17/02/2019 reseauinternational.net  21 min #152283

Colombie - Un bilan des pourparlers du gouvernement avec l'Eln

par la Délégation de Dialogues de l’ELN

Devant la Colombie et le monde, six mois après le début du gouvernement de Ivan Duque et deux ans après l’installation de la Table publique de Pourparlers à Quito, l’Armée de Libération Nationale (ELN) partage un bref bilan de ce processus de dialogue pour la construction d’une solution politique au conflit interne ; elle décrit les accords et étapes réalisés, afin de faire connaître cette perspective, sans renoncer aux efforts pour clore ce long cycle de confrontations internes.

Après l’assassinat de Gaitán en 1948, la Colombie est tombée dans une longue nuit de violence atroce, menée par les élites dirigeantes en étroite alliance avec les États-Unis ; puis, dans les années 1960, l’insurrection révolutionnaire s’est levée pour réclamer la dignité, la souveraineté et la participation de la population.

Des décennies plus tard, au milieu d’un conflit armé, politique et social qui s’intensifiait, à la fin des années 1980, conscient de la férocité de la sale guerre du régime et de la nécessité de ne pas réagir de la même manière, l’ELN a formulé le besoin d’Humaniser la guerre. Ainsi, séparément et avec d’autres organisations insurgées de l’époque, elle a signé des engagements réglementaires fondés sur les règles du droit humanitaire.

Depuis la coordination de la guérilla de Simón Bolívar, nous avons entrepris plusieurs dialogues de paix au début des années 90, à Caracas, au Venezuela, et à Tlaxcala, au Mexique.

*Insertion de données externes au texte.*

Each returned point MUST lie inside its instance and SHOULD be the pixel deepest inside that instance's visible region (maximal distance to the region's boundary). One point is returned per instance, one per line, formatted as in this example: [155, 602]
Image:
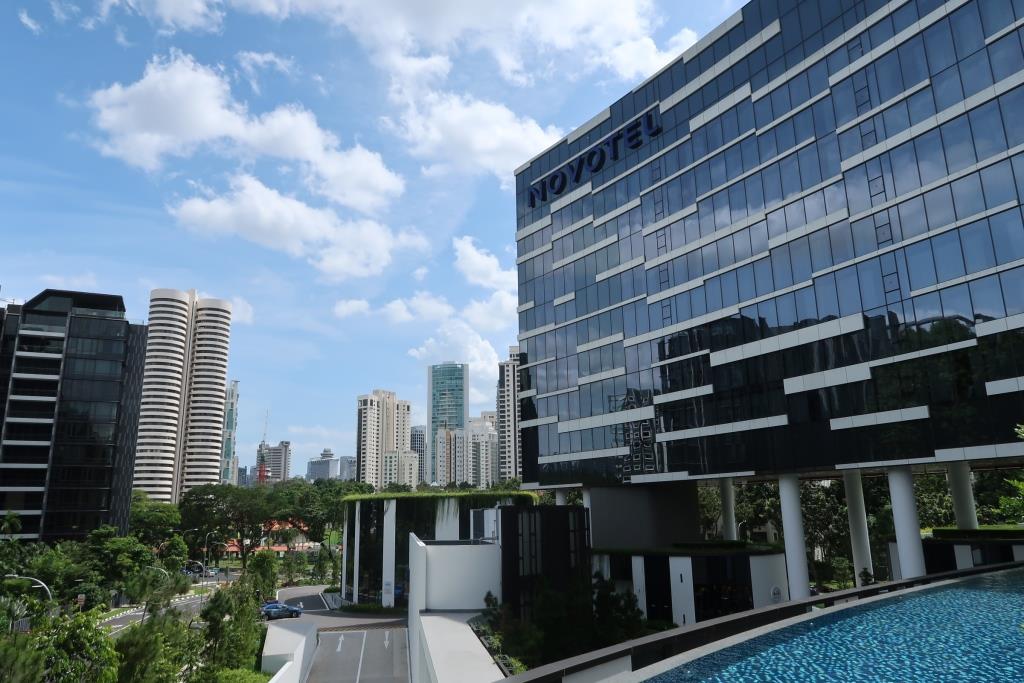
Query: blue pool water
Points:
[970, 632]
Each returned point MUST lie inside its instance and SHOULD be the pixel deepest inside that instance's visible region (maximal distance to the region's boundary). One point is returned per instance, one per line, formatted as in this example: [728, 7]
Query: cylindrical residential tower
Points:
[182, 409]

L’ELN a de nouveau exploré cette voie en 1998, appelant la société à participer au processus de paix. En Allemagne, en Suisse et dans différents territoires de Colombie, elle a organisé des rencontres avec des propositions de solutions politiques, une voie qu’elle a continué à privilégier dans un processus de dialogue avec le gouvernement de Álvaro Uribe Vélez à Cuba entre 2005 et 2007, expériences qui n’ont pas pu être menées à terme. Il a fallu attendre plusieurs années pour voir de nouveaux rapprochements entre les deux parties en conflit.

Le cadre du processus de paix actuel

La recherche s’est poursuivie dans un nouveau processus, dans lequel nous nous trouvons toujours, lorsque, à partir de 2012, l’ELN a été convoquée par le Président Juan Manuel Santos à des dialogues exploratoires et confidentiels, à condition de les mener au milieu de la confrontation, à l’étranger et sans intermédiaires.

Après près de quatre ans de dizaines de réunions secrètes au Venezuela, en Équateur et au Brésil, un « Accord de Dialogue pour la Paix en Colombie » ainsi que son Agenda 1, ont été signés le 30 mars 2016 par l’État colombien et l’ELN devant six pays garants (Brésil, Chili, Cuba, Équateur, Norvège et Venezuela), donnant au monde entier en cette date une confirmation de cet engagement.

Des protocoles ont été immédiatement élaborés entre les deux parties du conflit pour préciser les aspects fondamentaux abordés dans tout processus de paix, où que ce soit dans le monde, relatifs au fonctionnement de la Table des Pourparlers, le transfert et le séjour de la délégation de l’ELN, et sur ce qu’il faut faire en cas de rupture du dialogue 2, indiquant pour cette hypothèse quelques règles de respect entre les parties et le retour en Colombie des membres représentants de l’ELN, conformément au Droit Coutumier International.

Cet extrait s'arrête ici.